Panorama of Tehran from Bome Tehran (click to enlarge)
Tehran just got served
- At time of posting in Tehran-Mehrabad, it was 15 °C -
Humidity: 77% | Wind Speed: n/a | Cloud Cover: few clouds
We approach the mauseoleum of Ayatollah Khomeini with caution. If there’s anything I learned when I visited the mauseoleum of Kim Il-Sung in North Korea, it’s that you do not screw around when it comes to visiting the grave of the present country’s revered cult of personality. And if you’re of the nationality that this particular cult of personality railed against throughout most of his lifetime, you should take extra precaution in how you behave. Failure to do so may lead to an international incident.
When I walked up to the armed security guards that were about to pat me down, and replied that I was an American when they asked where I came from, they took another look at me. And then they let me pass without a fuss: No patting me down, no checking in my iPhone, no asking what was in my pockets like they did with even the locals ahead of me.
I may have looked confused because they immediately smiled at me and reassured me: “Please know that we respect Americans. You may go ahead.”
I think that exchange enough speaks for itself.

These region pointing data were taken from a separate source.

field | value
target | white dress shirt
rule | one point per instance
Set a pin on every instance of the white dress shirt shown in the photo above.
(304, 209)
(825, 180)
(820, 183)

The Mausoleum of Ayatollah Khomeini
Hours later, I’m in in the “Martyr’s Cemetery”. Miles and miles of graves crowd into the horizon; all of them belong to children, young adults, rarely anyone over the age of 25. All of them belong to those who fought in the Iraq-Iran war, a brutal conflict that recalled World War I trench-warfare and indiscriminate use of chemical weapons. The memories of the massacre still brings out mothers, fathers, brothers, sisters, cousins and friends, paying their respects by offering sweets and then offering us these sweets when their mourning is over. But then tomorrow comes and the mourning is never over.
The Iranian reverence for sacrifice and martyrdom is apparent here.
Then a quick visit to the national monument of Tehran, the Azadi Tower or translated as the “Freedom Arch.” It was once a memorial to the reigning Shah before the 1979 Revolution, but the name was understandably changed afterwards.